Why are Americans so gullible?

BW will be back sometime this weekend, but let’s see if we can get in a few more good discussions before her return.  The last few days I’ve been bothered by how gullible the American public is.  Usually, when I think about gullibility I think of truthers, or Code Pink ladies or leftist who honestly believe that if we are just nicer to the jihadists they’ll be nice to us.  But conservatives, whom I tend to think of as more thoughtful and rational are, at least at times, just as bad.

What sent me down this road was an e-mail I got from my Dad the other day.  It was one of those on-line petitions that was all in a panic.  It lamented that the Senate had passed a bill to give Social Security to illegal aliens who had never contributed to the system.  It urgently pleaded with the readers to sign their name to the petition and pass it on to everyone they knew.  The 1,000th person to sign was suppose to e-mail it on to the White House. 
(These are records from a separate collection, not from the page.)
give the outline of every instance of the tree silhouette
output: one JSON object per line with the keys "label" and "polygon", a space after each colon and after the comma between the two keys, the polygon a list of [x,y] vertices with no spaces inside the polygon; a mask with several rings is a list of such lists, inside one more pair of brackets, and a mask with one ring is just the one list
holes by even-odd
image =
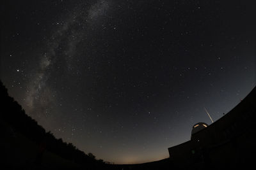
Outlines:
{"label": "tree silhouette", "polygon": [[22,106],[10,97],[7,89],[0,80],[0,118],[12,127],[14,131],[20,133],[38,146],[42,143],[46,149],[65,159],[88,166],[97,166],[99,162],[92,153],[88,155],[78,150],[72,143],[67,143],[62,139],[56,139],[53,134],[38,125],[34,119],[26,114]]}

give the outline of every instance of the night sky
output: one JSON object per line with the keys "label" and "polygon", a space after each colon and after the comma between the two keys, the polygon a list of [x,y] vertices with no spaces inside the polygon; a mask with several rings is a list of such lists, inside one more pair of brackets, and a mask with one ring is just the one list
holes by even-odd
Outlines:
{"label": "night sky", "polygon": [[256,84],[252,1],[5,1],[1,79],[47,131],[116,164],[166,158]]}

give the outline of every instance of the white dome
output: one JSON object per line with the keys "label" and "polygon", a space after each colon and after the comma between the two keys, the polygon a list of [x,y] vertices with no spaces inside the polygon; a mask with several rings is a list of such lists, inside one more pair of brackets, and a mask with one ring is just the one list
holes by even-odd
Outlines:
{"label": "white dome", "polygon": [[201,131],[203,129],[205,129],[207,126],[208,126],[208,125],[204,122],[199,122],[199,123],[195,124],[192,128],[191,135],[193,135],[193,134],[195,134],[197,132],[199,132],[200,131]]}

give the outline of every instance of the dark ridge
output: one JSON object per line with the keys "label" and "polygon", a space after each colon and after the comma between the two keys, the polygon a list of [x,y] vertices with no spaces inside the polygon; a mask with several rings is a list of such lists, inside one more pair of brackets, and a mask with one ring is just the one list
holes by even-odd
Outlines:
{"label": "dark ridge", "polygon": [[[36,120],[26,114],[22,106],[13,97],[9,96],[7,89],[1,80],[0,94],[0,129],[1,138],[3,139],[1,140],[1,146],[3,147],[2,151],[5,158],[5,166],[11,169],[19,166],[26,169],[42,167],[44,167],[42,164],[43,157],[46,152],[49,152],[51,154],[61,157],[63,161],[73,164],[72,169],[83,167],[95,169],[104,166],[103,160],[96,160],[92,153],[86,154],[72,143],[64,142],[61,138],[56,139],[51,131],[46,132]],[[31,150],[31,152],[27,152],[26,148],[30,148],[28,150]],[[17,152],[22,148],[25,149],[25,153],[22,156],[28,157],[25,159],[26,162],[16,164],[19,161],[12,158],[15,158]],[[65,167],[60,167],[65,169]]]}

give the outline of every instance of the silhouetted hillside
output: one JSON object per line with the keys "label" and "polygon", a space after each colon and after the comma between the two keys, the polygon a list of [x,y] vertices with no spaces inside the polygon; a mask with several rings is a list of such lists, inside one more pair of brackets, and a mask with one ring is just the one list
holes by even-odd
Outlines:
{"label": "silhouetted hillside", "polygon": [[[4,138],[4,139],[1,140],[2,147],[6,145],[4,143],[13,142],[13,145],[16,145],[24,141],[29,143],[26,139],[25,139],[23,138],[24,136],[35,143],[36,146],[31,146],[34,147],[33,150],[35,151],[35,157],[31,158],[34,160],[35,164],[40,164],[42,155],[45,151],[49,151],[72,162],[81,165],[82,167],[97,168],[104,166],[102,160],[95,159],[92,153],[86,155],[76,148],[73,144],[67,143],[61,139],[56,139],[51,132],[46,132],[36,121],[26,114],[22,106],[13,97],[9,96],[8,90],[1,81],[0,81],[0,94],[1,110],[0,125]],[[10,139],[4,140],[6,139]],[[11,150],[15,150],[16,146],[12,146]],[[12,154],[9,153],[12,152],[12,150],[5,151],[6,154]],[[15,164],[16,160],[13,161]]]}

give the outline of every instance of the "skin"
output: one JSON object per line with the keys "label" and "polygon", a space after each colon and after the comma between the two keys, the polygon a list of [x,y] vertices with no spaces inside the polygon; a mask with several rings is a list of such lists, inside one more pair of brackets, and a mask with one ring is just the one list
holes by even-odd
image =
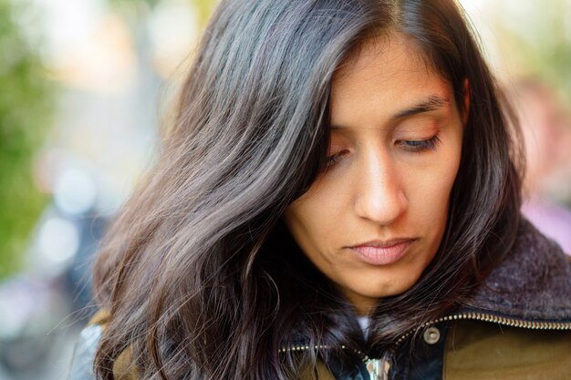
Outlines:
{"label": "skin", "polygon": [[[284,219],[309,260],[368,314],[410,289],[433,259],[466,118],[451,84],[400,35],[367,42],[337,70],[330,118],[327,169]],[[403,238],[403,253],[386,264],[355,248]]]}

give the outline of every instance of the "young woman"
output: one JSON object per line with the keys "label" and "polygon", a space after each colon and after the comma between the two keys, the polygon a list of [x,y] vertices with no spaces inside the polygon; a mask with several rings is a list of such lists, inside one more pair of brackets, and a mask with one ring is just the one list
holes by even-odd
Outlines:
{"label": "young woman", "polygon": [[222,1],[72,378],[569,378],[509,117],[452,0]]}

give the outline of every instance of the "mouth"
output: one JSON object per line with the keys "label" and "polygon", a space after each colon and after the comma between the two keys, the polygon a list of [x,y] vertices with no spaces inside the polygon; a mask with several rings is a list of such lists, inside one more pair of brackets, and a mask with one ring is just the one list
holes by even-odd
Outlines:
{"label": "mouth", "polygon": [[389,265],[400,261],[410,251],[416,239],[403,238],[389,241],[371,241],[354,245],[349,250],[362,262],[370,265]]}

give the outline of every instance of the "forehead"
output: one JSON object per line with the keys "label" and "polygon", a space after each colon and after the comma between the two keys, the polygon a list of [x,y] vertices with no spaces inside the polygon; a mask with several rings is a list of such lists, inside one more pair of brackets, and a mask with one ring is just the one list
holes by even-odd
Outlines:
{"label": "forehead", "polygon": [[430,65],[417,44],[400,34],[368,39],[337,70],[331,118],[358,117],[355,109],[396,114],[427,98],[452,98],[452,86]]}

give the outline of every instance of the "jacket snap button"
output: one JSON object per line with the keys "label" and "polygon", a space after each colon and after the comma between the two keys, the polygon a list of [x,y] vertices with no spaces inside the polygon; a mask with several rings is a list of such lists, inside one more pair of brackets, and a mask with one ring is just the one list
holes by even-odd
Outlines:
{"label": "jacket snap button", "polygon": [[428,343],[429,344],[436,344],[441,339],[441,332],[436,327],[429,327],[424,330],[422,337],[424,338],[424,342]]}

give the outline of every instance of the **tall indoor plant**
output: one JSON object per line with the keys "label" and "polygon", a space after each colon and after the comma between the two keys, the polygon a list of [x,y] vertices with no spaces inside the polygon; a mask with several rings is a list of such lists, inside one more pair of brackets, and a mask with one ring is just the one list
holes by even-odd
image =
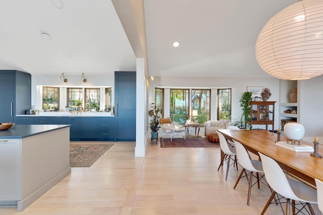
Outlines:
{"label": "tall indoor plant", "polygon": [[150,117],[150,123],[149,127],[151,130],[151,138],[157,139],[157,133],[160,126],[159,123],[159,119],[160,118],[162,110],[157,108],[155,103],[151,103],[150,109],[148,111],[148,114]]}
{"label": "tall indoor plant", "polygon": [[240,107],[242,107],[242,114],[239,121],[234,123],[234,125],[240,128],[250,128],[249,121],[250,120],[250,102],[252,93],[245,92],[240,98]]}

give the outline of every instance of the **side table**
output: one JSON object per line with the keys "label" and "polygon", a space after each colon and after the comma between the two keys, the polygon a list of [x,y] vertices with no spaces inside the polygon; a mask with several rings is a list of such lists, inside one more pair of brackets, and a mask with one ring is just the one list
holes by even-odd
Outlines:
{"label": "side table", "polygon": [[187,135],[189,135],[189,132],[188,132],[188,129],[190,127],[193,127],[195,128],[195,136],[196,135],[196,130],[197,130],[197,128],[198,128],[198,131],[197,132],[197,136],[198,137],[198,133],[200,132],[200,124],[198,123],[185,123],[185,127],[187,128]]}

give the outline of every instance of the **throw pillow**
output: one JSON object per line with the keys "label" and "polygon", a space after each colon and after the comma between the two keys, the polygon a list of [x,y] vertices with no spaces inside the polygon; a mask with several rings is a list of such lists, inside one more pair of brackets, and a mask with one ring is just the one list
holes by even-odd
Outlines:
{"label": "throw pillow", "polygon": [[172,122],[170,118],[162,118],[159,119],[159,123],[160,124],[170,123]]}
{"label": "throw pillow", "polygon": [[219,121],[219,127],[222,128],[225,128],[226,125],[229,123],[229,120],[226,120],[225,119],[220,119]]}

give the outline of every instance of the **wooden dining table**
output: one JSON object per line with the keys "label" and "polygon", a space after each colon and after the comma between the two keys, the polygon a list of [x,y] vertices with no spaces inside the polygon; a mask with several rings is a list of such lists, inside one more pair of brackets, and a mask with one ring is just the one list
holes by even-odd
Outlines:
{"label": "wooden dining table", "polygon": [[[258,152],[260,152],[272,158],[282,169],[314,186],[314,179],[323,181],[323,158],[311,156],[310,152],[295,152],[276,146],[277,133],[263,129],[218,131],[226,139],[235,139],[240,142],[250,152],[256,155],[259,155]],[[281,140],[286,141],[286,137],[281,135]],[[300,142],[314,146],[313,142],[302,140]],[[318,153],[323,156],[323,145],[318,146]]]}

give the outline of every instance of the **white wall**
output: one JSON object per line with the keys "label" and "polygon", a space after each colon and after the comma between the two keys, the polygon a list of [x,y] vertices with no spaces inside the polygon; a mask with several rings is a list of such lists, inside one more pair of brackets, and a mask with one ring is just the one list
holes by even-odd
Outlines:
{"label": "white wall", "polygon": [[[268,101],[275,101],[275,124],[274,129],[277,129],[280,125],[279,122],[279,80],[275,78],[229,78],[211,77],[154,77],[154,81],[150,82],[149,99],[150,103],[153,101],[154,89],[155,87],[166,88],[196,88],[196,89],[217,89],[232,88],[232,118],[238,119],[242,112],[240,107],[239,100],[242,94],[247,90],[247,86],[262,86],[264,89],[268,88],[272,93],[272,96]],[[217,103],[217,91],[212,91],[211,96],[212,104]],[[169,105],[167,106],[169,107]],[[215,106],[212,105],[213,107]],[[165,110],[169,112],[169,110]],[[212,110],[211,119],[215,119],[216,109]],[[262,125],[253,125],[253,128],[265,128]],[[271,125],[268,125],[271,129]]]}

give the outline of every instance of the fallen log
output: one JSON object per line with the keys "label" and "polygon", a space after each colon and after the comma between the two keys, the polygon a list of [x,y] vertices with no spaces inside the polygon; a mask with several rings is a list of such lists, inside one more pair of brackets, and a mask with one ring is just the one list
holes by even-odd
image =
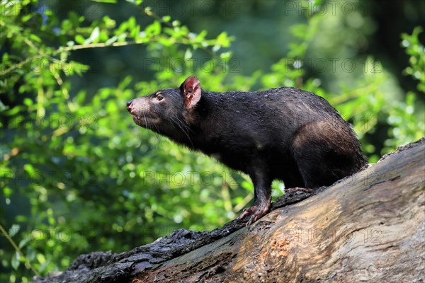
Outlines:
{"label": "fallen log", "polygon": [[312,194],[285,194],[251,226],[81,255],[33,282],[424,282],[424,188],[421,139]]}

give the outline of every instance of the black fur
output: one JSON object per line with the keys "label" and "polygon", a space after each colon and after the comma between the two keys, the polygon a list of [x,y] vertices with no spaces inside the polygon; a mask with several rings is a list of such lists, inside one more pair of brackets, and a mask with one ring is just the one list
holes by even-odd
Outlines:
{"label": "black fur", "polygon": [[241,216],[253,214],[249,223],[268,211],[273,180],[283,180],[286,187],[314,189],[366,163],[349,125],[312,93],[293,88],[226,93],[200,88],[199,101],[188,108],[185,83],[135,99],[128,108],[138,125],[247,173],[255,201]]}

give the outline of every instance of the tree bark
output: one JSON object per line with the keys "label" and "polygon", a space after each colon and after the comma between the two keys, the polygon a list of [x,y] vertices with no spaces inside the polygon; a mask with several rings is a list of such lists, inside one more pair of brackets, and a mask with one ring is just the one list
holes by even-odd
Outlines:
{"label": "tree bark", "polygon": [[424,188],[421,139],[330,187],[285,194],[251,226],[177,230],[33,282],[424,282]]}

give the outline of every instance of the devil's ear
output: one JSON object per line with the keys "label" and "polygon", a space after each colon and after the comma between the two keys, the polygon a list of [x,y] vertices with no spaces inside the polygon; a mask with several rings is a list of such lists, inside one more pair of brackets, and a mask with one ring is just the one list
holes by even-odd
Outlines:
{"label": "devil's ear", "polygon": [[186,109],[191,109],[200,99],[200,83],[198,78],[189,76],[180,86]]}

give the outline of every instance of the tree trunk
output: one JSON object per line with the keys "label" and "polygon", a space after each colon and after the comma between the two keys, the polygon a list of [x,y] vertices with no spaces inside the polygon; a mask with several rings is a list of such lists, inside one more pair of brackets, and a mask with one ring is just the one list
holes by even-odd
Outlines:
{"label": "tree trunk", "polygon": [[177,230],[34,282],[423,282],[424,187],[422,139],[313,194],[285,194],[253,225]]}

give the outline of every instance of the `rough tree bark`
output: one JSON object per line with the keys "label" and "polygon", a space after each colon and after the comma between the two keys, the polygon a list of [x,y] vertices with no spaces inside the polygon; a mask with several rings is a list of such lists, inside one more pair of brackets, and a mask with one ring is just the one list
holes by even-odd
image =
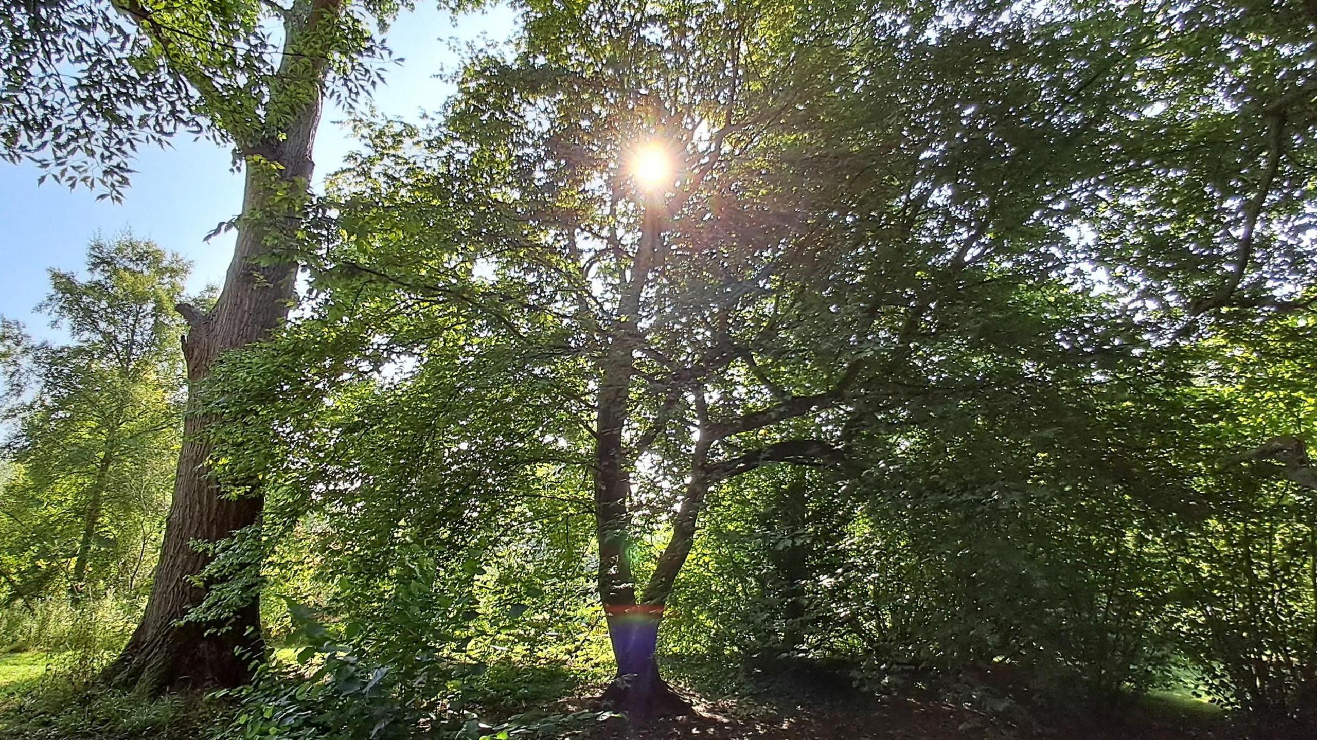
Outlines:
{"label": "rough tree bark", "polygon": [[[627,561],[631,516],[627,495],[631,475],[623,441],[628,395],[635,375],[637,315],[658,246],[662,203],[645,207],[644,233],[631,269],[631,279],[618,305],[612,344],[605,357],[595,419],[594,494],[599,540],[599,598],[608,625],[608,640],[618,674],[605,691],[605,706],[632,718],[682,714],[690,704],[658,675],[655,649],[662,623],[662,599],[636,600],[635,579]],[[662,594],[666,596],[666,593]]]}
{"label": "rough tree bark", "polygon": [[[300,34],[315,34],[338,13],[338,0],[315,0],[300,17],[290,14],[284,22],[284,46],[296,43]],[[148,693],[237,686],[250,679],[252,661],[265,650],[259,604],[254,598],[232,615],[223,631],[216,631],[213,624],[180,624],[178,620],[205,596],[205,589],[192,579],[211,557],[198,552],[192,542],[229,537],[254,524],[262,507],[258,496],[221,498],[207,466],[211,445],[205,431],[216,420],[195,411],[198,388],[220,354],[269,338],[287,319],[295,296],[298,265],[282,250],[291,246],[298,213],[269,203],[284,188],[303,195],[308,191],[315,166],[312,146],[324,103],[324,59],[286,54],[278,76],[284,82],[282,92],[294,96],[282,101],[294,115],[278,130],[267,132],[262,141],[240,142],[246,158],[242,215],[220,298],[209,312],[187,304],[178,307],[190,327],[183,337],[188,413],[174,503],[146,612],[108,673],[111,682],[119,686]]]}

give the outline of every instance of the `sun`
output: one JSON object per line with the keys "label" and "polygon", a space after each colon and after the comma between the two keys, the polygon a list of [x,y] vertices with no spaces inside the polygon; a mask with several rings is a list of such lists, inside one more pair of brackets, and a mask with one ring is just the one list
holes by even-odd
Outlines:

Of course, the truth was that the Senate had passed a bill that would allow illegals who became legal to get credit for amounts they had contributedwhile working here illegally.  What bothered me was that the petition had been circulating for two years and had 873 signatures.  That’s 873 people, almost all conservatives, I’m sure, given the subject matter, who had signed their name to a public document without bothering to check and see if the underlying claim was even true.  It sounded to them like something a Democrat Senate would do, so they gullibly believe it without any further thought.  873 conservatives!  Ouch!

Just yesterday I got one quoting a fictitious column by Maureen Dowd as calling for an investigation into Obama’s Internet fundraising.  Now such an investigation might be warranted, but you know full well Maureen Dowd would never write such a column.  I get these all the time.  The flat majority of them are untrue and snopes.com has articles saying so in most cases.  Yet they continue to  circulate.  Among conservatives.  It makes me wonder if there is something too trusting and gullible general in the American psyche. 

Maybe I’m too gullible myself, but I’ve always thought of Americans as hard-headed realists.  Part of our success came, I thought, from our ability to think and act rationally and objectively — maybe even skeptically.  It seems we are losing that capacity.  And I can’t imagine that bodes well for America’s future.